(Textura Violeta) La detención de un feminicida múltiple y violador sexual en serie ha puesto sobre la mesa no sólo la corrupción del sistema judicial boliviano, sino también el trabajo de denuncia y de presión para obtener justicia que realizan las organizaciones feministas. En especial, la presión de Mujeres Creando que esta semana ha convocado a las víctimas de todo el país para hacer un registro nacional de casos, ha revelado una denuncia sobre cómo los feminicidas se han hecho con el poder en el Penal de San Pedro de La Paz y ha anunciado una movilización nacional.

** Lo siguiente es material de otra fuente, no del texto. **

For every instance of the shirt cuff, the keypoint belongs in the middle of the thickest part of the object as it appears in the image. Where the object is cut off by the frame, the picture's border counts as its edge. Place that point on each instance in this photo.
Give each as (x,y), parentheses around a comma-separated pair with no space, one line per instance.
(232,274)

El gobierno, con principal participación pública del ministro de Defensa, Eduardo del Castillo, mostró lo que ha llamado la “desarticulación” de un “consorcio delincuencial” conformado por jueces, fiscales y abogados que habrían facilitado la liberación de presos, incluidos algunos sentenciados, como es el caso de Richard Choque que mató a al menos cuatro personas y abusó de 77 mujeres. Sin embargo, para los grupos feministas es evidente que se trata de la punta de un iceberg.

El gobierno creó una comisión interinstitucional para revisar el tratamiento judicial de los casos de feminicidios y violaciones; sin embargo, esta comisión fue resultado de una propuesta fallida de la activista María Galindo que reclamó una “comisión de excepcionalidad histórica” independiente y profesional (en el tratamiento de las violencias machistas), para evitar que sea sujeto de presiones e intereses políticos y de poder económico.

Esta comisión también se creó luego de una masiva movilización de víctimas por los feminicidios y violaciones, realizada el 31 de enero, convocada por Mujeres Creando en La Paz y con el respaldo del Colectivo Mujer de Plata en Potosí, Mujeres de Fuego en Cochabamba, así como las Mochas Copleras en Tarija, además de grupos afines en Santa Cruz y otros puntos del país en que también se llevaron a cabo protestas.

 

En legítima defensa

En una conferencia de prensa realizada este lunes en la casa La Virgen de los Deseos, María Galindo dijo que a la comisión gubernamental y a las autoridades “no les vamos a dejar en paz”, ya que es un imperativo del reclamo de justicia ante los feminicidios y las violaciones que se registran en Bolivia: una mujer asesinada cada tres días y miles de violaciones al año. Por ello, las acciones que se lleven a cabo serán “en legítima defensa de la vida y las libertades de las mujeres”.

Una primera acción ha sido la convocatoria nacional a todas las víctimas y sus familiares (llamando al 70192001) para que en Mujeres Creando y su equipo jurídico se pueda realizar un registro y atención gratuita de todos los casos de feminicidio y violación. De esa manera, además, se tendrá una visión de conjunto de la gravedad de este tema en la justicia boliviana y también se tendrá la fuerza de la lucha colectiva.

 

Publicación de Mujeres Creando en la que llaman a la población a denunciar irregularidades en el tratamiento judicial de casos de feminicidios y violaciones

 

Un penal tomado por feminicidas

Este martes, en su programa en Radio Deseo, María Galindo, mediante el testimonio al que le aplicó el secreto de fuente, denunció que el penal de San Pedro de La Paz está dirigido por reos feminicidas, quienes extorsionan y controlan a otros presos; sobornan al mismo gobernador del penal, el coronel José Luis Morales del Castillo, de quien obtienen privilegios; y pagan a jueces y fiscales para lograr salir de prisión.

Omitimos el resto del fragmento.